# Open sets and closures

1. Jan 27, 2014

### Shaji D R

Suppose A and B are open sets in a topological Hausdorff space X.Suppose A intersection B is an empty set. Can we prove that A intersection with closure of B is also empty? Is "Hausdorff" condition necessary for that?

2. Jan 27, 2014

### pasmith

Given that $A$ and $B$ are disjoint, the only way $A$ can intersect with the closure of $B$ is if there exists $a \in A$ such that $a$ is a limit point of $B$.

But that's impossible: $A$ is an open neighbourhood of $a$ which contains no points in $B$. Hence $a$ is not a limit point of $B$.

This holds whether or not $X$ is Hausdorff.

3. Jan 27, 2014

### economicsnerd

Rephrasing pasmith's argument without reference to individual points...

Let $X$ be any topological space, and suppose $A,B\subseteq X$ are disjoint and $A$ is open. Then:
-$X\setminus A$ is closed because $A$ is open.
-$X\setminus A \supseteq B$ because $A,B$ are disjoint.
-As the closure of $B$, the set $\bar B$ is the smallest closed set that contains $B$.
-In particular, $\bar B \subseteq X \setminus A$.
Rephrasing the last point, $A,\bar B$ are disjoint sets.

4. Jan 28, 2014

### Shaji D R

Thank you very much

5. Feb 4, 2014

### ibdsm

A \cap B empty

If A and B are disjoint, the B is a subset of the complement of A.

If A is open, its complement is closed.

Hence, in this case, the closure of B is contained in the complement of A.

Hence, A and the closure of B are disjoint.

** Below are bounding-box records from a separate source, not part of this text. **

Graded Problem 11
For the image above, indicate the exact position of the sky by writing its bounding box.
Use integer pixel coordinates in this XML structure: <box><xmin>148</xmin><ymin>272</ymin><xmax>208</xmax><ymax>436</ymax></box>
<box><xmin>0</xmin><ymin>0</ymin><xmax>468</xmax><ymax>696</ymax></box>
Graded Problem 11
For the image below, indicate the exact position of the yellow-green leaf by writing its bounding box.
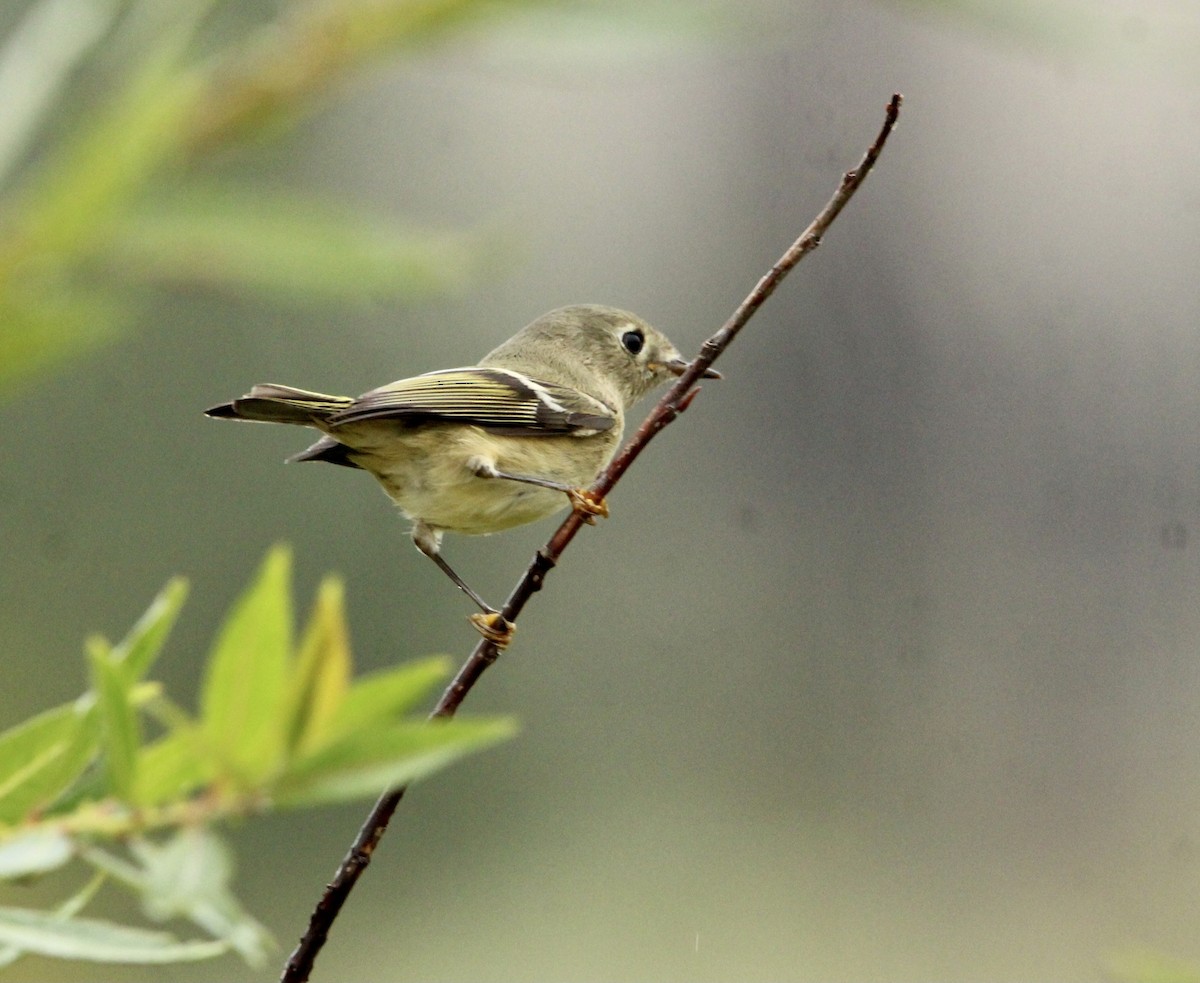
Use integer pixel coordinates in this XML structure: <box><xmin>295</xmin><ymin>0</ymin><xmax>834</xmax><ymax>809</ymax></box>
<box><xmin>0</xmin><ymin>907</ymin><xmax>229</xmax><ymax>964</ymax></box>
<box><xmin>200</xmin><ymin>546</ymin><xmax>292</xmax><ymax>786</ymax></box>
<box><xmin>113</xmin><ymin>577</ymin><xmax>187</xmax><ymax>682</ymax></box>
<box><xmin>272</xmin><ymin>718</ymin><xmax>516</xmax><ymax>805</ymax></box>
<box><xmin>287</xmin><ymin>577</ymin><xmax>350</xmax><ymax>755</ymax></box>
<box><xmin>88</xmin><ymin>639</ymin><xmax>142</xmax><ymax>802</ymax></box>
<box><xmin>0</xmin><ymin>699</ymin><xmax>100</xmax><ymax>825</ymax></box>
<box><xmin>326</xmin><ymin>655</ymin><xmax>450</xmax><ymax>742</ymax></box>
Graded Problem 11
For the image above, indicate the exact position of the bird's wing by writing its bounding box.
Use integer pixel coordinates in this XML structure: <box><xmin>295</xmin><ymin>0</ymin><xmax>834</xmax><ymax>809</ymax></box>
<box><xmin>326</xmin><ymin>367</ymin><xmax>617</xmax><ymax>437</ymax></box>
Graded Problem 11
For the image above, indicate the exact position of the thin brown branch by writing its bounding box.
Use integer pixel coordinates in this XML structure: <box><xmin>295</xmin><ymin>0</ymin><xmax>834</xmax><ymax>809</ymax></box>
<box><xmin>281</xmin><ymin>92</ymin><xmax>902</xmax><ymax>983</ymax></box>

There is no need for the ambient space to be Hausdorff. There is no need for B to be ooen.

6. Feb 5, 2014

### JG89

The space has to be Hausdorff and B has to be open. A = (0,1) and B = [1,0] is a counter example to what you say

7. Feb 5, 2014

### ibdsm

1. [1,0] is the empty set, as there are no real numbers which are both at least 1 and at most 0. Hence your "counter-example" fails.

2. By definition,
(i) a subset of a topological space is closed if and only if it is the complement of an open set
(ii) the closure of a subset, B, of a topological space is the smallest closed subset of the space which contains B.

There is no question of being a Hausdorff space or even a T1 or T0 space for this.

8. Feb 5, 2014

### JG89

Wow, I can't believe I wrote that. I was dead tired and my counter-example I was trying to type out was A = (0,1), B = [1,2]. But even that fails.

My apologies, I'll try not to post when I'm half awake anymore lol.

9. Feb 5, 2014

### ibdsm

I'm glad I'm not the only one to blunder at times!